Island Diver Finds Evidence Of Medieval Shipwreck Off Scilly

todd stevens medieval pottery
A St Mary’s underwater explorer believes he’s uncovered two wrecks, one of which could date back to the 14th century and the other from around 400 year later.

Todd Stevens has 30 years experience in the field and has located 15 wrecks so far.

He’s brought  “large lumps” of medieval pottery fragments to the surface following his seabed surveying near Nut Rock. Todd says the pottery is clearly from that period with its crude pattern and formation. He’s also found parts of a rudder, chains, mast hoops and an anchor.

The site is near to the only known medieval shipwreck incident recorded in Scilly from 1305.

But there’s also some later 18th century pottery, which Todd believes is European redware, and is very different to the medieval ceramics.

That would indicate a second wreck from a later period.

One intriguing find is a large quantity of limestone at the site. Todd thinks it could be cargo being brought here for producing lime mortar in early building work.
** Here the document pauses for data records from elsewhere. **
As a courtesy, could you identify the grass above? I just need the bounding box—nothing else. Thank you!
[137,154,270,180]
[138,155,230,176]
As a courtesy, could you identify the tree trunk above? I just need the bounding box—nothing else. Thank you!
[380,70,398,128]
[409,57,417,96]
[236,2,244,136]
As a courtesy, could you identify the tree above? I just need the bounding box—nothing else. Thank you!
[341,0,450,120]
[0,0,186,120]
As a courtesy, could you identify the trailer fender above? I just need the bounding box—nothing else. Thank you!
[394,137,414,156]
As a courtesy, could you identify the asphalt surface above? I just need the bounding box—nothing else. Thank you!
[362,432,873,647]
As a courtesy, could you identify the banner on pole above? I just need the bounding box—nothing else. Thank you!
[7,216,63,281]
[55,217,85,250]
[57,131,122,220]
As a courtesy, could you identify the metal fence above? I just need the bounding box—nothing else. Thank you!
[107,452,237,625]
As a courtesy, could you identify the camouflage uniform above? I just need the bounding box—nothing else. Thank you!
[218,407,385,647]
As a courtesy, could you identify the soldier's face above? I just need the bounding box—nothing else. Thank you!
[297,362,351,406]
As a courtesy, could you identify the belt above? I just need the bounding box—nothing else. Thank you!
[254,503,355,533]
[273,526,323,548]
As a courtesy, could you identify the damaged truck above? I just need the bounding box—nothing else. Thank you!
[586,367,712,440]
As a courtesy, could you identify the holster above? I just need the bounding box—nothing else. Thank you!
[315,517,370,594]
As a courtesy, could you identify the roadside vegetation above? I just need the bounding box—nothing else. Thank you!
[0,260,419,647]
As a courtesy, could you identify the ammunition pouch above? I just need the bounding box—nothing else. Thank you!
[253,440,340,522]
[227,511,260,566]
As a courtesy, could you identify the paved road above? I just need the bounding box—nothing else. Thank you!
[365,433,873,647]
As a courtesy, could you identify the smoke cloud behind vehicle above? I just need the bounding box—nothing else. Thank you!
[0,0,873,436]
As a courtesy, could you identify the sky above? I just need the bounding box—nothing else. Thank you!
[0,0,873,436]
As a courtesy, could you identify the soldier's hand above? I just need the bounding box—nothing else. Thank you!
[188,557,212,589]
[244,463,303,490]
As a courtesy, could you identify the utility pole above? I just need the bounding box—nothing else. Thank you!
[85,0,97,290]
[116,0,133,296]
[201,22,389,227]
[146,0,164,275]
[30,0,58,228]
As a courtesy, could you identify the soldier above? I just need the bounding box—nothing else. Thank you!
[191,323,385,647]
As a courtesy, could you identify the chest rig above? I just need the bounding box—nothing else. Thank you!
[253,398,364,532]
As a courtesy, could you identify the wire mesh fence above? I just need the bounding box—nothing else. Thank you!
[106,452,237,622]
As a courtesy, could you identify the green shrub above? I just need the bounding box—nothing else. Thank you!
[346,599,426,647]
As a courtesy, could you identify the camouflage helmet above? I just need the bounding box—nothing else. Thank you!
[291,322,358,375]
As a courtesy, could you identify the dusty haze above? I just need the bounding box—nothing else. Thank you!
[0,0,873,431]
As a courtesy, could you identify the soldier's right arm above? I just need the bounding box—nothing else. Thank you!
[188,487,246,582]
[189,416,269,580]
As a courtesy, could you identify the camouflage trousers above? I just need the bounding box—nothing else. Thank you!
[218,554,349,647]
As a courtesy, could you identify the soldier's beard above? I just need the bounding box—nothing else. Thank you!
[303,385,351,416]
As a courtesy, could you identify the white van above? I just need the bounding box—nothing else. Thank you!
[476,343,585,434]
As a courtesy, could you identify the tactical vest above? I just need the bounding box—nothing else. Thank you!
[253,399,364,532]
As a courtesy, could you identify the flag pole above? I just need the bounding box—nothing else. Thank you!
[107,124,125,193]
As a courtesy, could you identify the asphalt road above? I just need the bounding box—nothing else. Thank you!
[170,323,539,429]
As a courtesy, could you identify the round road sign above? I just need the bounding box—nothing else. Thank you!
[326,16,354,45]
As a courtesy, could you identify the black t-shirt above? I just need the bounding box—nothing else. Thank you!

However, there’s also evidence it could come from the later ship, possibly being transported to Cornish smelting plants.

Todd has declared the finds he’s lifted to the Receiver of Wreck and he says his work on the project is done for now.

He says any medieval wrecks are usually of great interest to English Heritage and he wants their archaeology experts to survey the site and assess his finds.